Trente-six ans plus tard, quand Swensen décède en mai 2021, l'endowment de Yale dépasse 42 milliards de dollars. Il a généré plusieurs milliards de revenus qui ont financé des bourses, des laboratoires, des chaires professionnelles. Et son approche a été copiée par des dizaines d'institutions dans le monde entier.
L'ironie ? Le "Modèle Yale" est souvent présenté comme innovant parce qu'il investit dans des actifs complexes. Sa vraie innovation était plus simple : penser en décennies, pas en trimestres.
Le fait historique : 2022, le modèle prouve sa résilience
En 2022, les marchés financiers ont vécu leur pire année depuis des décennies.

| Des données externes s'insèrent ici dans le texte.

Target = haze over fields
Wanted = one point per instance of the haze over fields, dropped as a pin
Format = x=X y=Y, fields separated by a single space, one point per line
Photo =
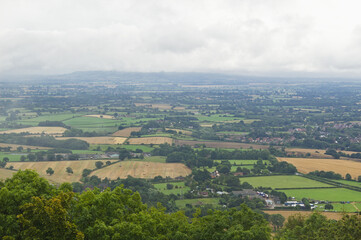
x=279 y=38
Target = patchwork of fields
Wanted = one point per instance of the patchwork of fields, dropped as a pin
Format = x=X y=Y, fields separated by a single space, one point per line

Les actions mondiales ont chuté d'environ -20 %. Les obligations — censées protéger le portefeuille — ont elles aussi chuté lourdement, détruisant le pilier de stabilité du portefeuille 60/40 traditionnel.

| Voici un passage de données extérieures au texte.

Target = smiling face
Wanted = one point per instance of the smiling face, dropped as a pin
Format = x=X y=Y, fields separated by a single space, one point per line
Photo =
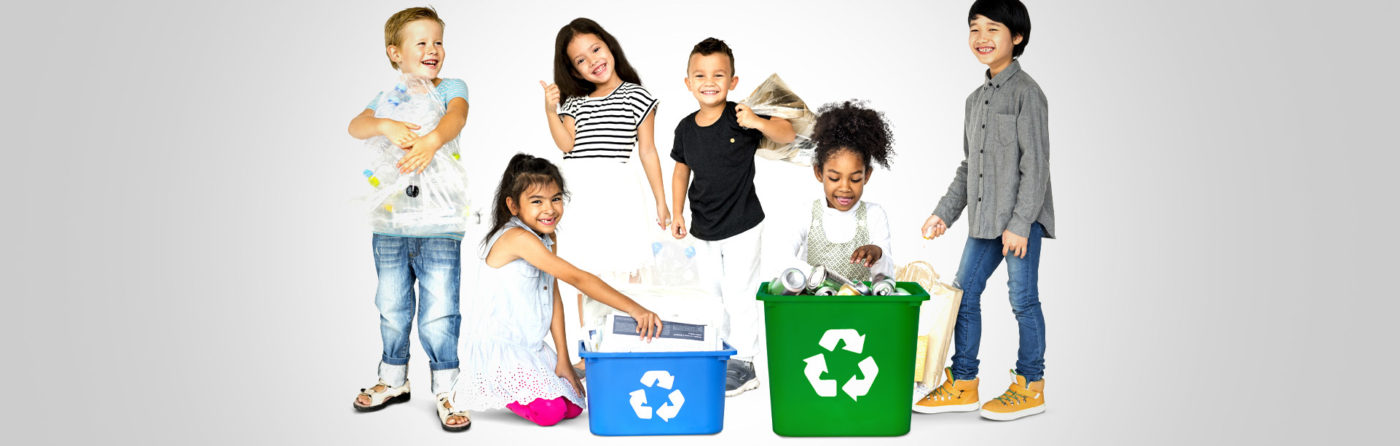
x=539 y=207
x=991 y=42
x=420 y=49
x=710 y=78
x=843 y=175
x=591 y=58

Pour les portefeuilles classiques : une année catastrophique, avec des pertes dans toutes les classes d'actifs cotées simultanément.
Pour l'endowment de Yale cette même année : +0,8 %. Pratiquement à l'équilibre dans l'une des pires tempêtes de marché en vingt ans.
La prime d'illiquidité, le private equity non coté, les ressources naturelles — tout ce qui est difficile à vendre rapidement était aussi difficile à faire chuter brutalement.
Ce n'est pas un hasard. C'est la logique même du modèle : si tes actifs ne sont pas cotés chaque seconde, ils ne peuvent pas tomber chaque seconde.
Le concept : la prime d'illiquidité
La leçon centrale du Modèle Swensen tient en un concept clé : la prime d'illiquidité.
Sur les marchés financiers, tout rendement supplémentaire vient d'une forme de risque. Le risque actions (volatilité), le risque de crédit (faillite potentielle de l'émetteur), le risque de duration (sensibilité aux taux d'intérêt). Et aussi — souvent oublié — le risque d'illiquidité : le fait de ne pas pouvoir revendre son actif immédiatement au prix souhaité.
Les actifs illiquides — private equity, capital-risque, immobilier institutionnel — paient donc une prime de rendement pour compenser l'investisseur de cette contrainte. Et qui peut accepter cette contrainte ? Celui qui n'a pas besoin de cet argent dans les 5 à 10 prochaines années.
C'est pourquoi ce modèle est naturellement accessible aux universités — qui peuvent bloquer leur capital sur des années — mais reste difficile à répliquer pour un particulier avec des besoins de liquidité à court terme.
La leçon d'Axone : Avant d'investir, la première question n'est pas "dans quoi ?" mais "pour combien de temps ?". Ton horizon de placement détermine quels risques tu peux prendre — dont le risque d'illiquidité, qui peut être très bien rémunéré si tu as la patience et la discipline nécessaires.
La méthode Axone Capital commence toujours par cette lecture du contexte : quel type d'investisseur es-tu, quel est ton horizon, quelles sont tes contraintes de liquidité ? Parce que copier le Modèle Yale sans en comprendre les conditions, c'est appliquer une recette avec les mauvais ingrédients. Le secret de Yale, c'est autant la durée que l'allocation.